Of course, that sort of begs the question: When should we start worrying or griping or rending our clothing?
To find out, I looked at the standings after various points of the past 3 seasons. I then compared these standings to the final standings from those years. Basically, I'm trying to find the point when a team that is in playoff position is much more likely to actually make the playoffs than a team that is below .500. Or in other words, at what point should we start to actually believe a team's record?
For this graph, I found all the teams that were in playoff position (counting ties) after Weeks 1, 2, 4, 8, and 12. I then determined what percentage of those teams actually went on to make the playoffs. For reference, 27% of all teams (8/30) make the playoffs and about another 28% contend for a playoff spot. The remaining 45% of teams finish below .500.

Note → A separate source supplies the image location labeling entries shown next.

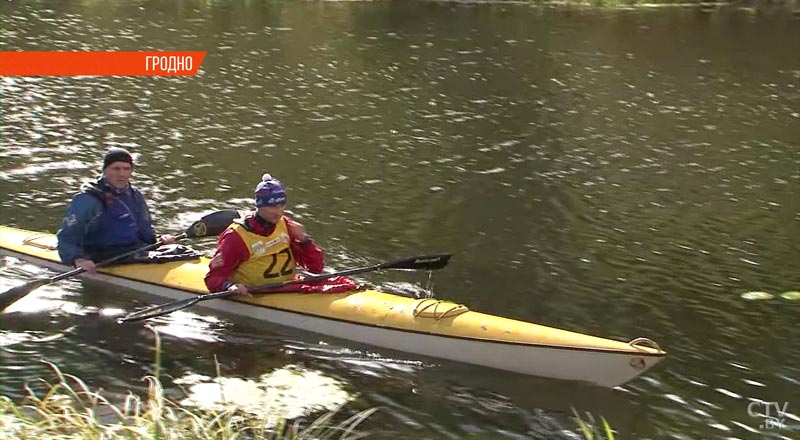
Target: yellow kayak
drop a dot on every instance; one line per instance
(429, 327)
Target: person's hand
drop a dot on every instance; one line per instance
(297, 230)
(239, 290)
(85, 264)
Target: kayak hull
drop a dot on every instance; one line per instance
(429, 327)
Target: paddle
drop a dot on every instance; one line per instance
(211, 224)
(419, 262)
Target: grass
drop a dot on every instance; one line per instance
(66, 408)
(589, 427)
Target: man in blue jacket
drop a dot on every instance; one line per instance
(107, 218)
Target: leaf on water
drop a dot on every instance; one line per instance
(792, 295)
(757, 295)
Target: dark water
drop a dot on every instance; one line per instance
(622, 173)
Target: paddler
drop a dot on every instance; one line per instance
(108, 217)
(267, 247)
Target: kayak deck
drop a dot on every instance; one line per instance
(431, 321)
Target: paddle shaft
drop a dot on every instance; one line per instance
(81, 270)
(211, 224)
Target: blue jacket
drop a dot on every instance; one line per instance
(100, 218)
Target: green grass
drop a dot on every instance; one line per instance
(66, 408)
(589, 427)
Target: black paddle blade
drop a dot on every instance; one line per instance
(12, 295)
(212, 224)
(155, 311)
(420, 262)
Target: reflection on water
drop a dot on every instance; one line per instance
(589, 170)
(286, 393)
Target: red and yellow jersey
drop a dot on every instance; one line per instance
(235, 250)
(270, 257)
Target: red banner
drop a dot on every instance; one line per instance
(100, 63)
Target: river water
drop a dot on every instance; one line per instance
(623, 173)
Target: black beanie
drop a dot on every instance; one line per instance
(115, 154)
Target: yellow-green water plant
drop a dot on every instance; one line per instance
(589, 429)
(68, 409)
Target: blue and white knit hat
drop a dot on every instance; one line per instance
(270, 192)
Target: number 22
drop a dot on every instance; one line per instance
(285, 270)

After Week 2, a team in playoff position is no more likely to make the playoffs than any other team. After Week 4, however, nearly half of all teams in playoff position make the playoffs. By Week 8, only 4% of playoff-positioned teams end up under .500.
Here's the same graph for teams that are above .500 but not actually in playoff position:
Teams that are contending after Week 2 are no different from the average team. As the season goes on, there does not appear to be any particular trend. A third of contending teams fall off and finish under .500, even after Week 12. Somewhere between 1/6 and 1/4 of contending teams rise up and make the playoffs.
Finally, here's the same graph for teams that are under .500 during the season:
A team that is under .500 after Week 2 still stands a perfectly average chance of making the playoffs--no different from the chances of a team that is in playoff position. As the season goes on, though, an under-.500 team's playoff chances dwindle, from 19% after Week 4 to only 7% after Week 12.
To sum up:
- A team's record after 2 weeks is not a good indicator of its final record. So to all of you who are panicking after 7 games: chill out!
- You should not even start worrying about a team's performance until at least 4 weeks have gone by. And probably more.
- A team that is struggling after 8 weeks still has a decent (~15%) chance of righting the ship and making the playoffs. If the Braves are under .500 after 8 weeks, we should not give up hope.
- On the flip side, a team that is in playoff position after Week 8 is only a slight favorite to make the playoffs. These teams, however, almost never finish under .500, so if the Braves are in playoff position after 8 weeks, they should at least contend for the rest of the year.
I hope this article helped cheer you up after last night's game. It's too bad there's no game tonight, but we're back on the field tomorrow. Most importantly, the Braves are still only 3-4 despite how badly they've played. If the team plays anywhere near its potential for the last 155 games, we'll have nothing to worry about.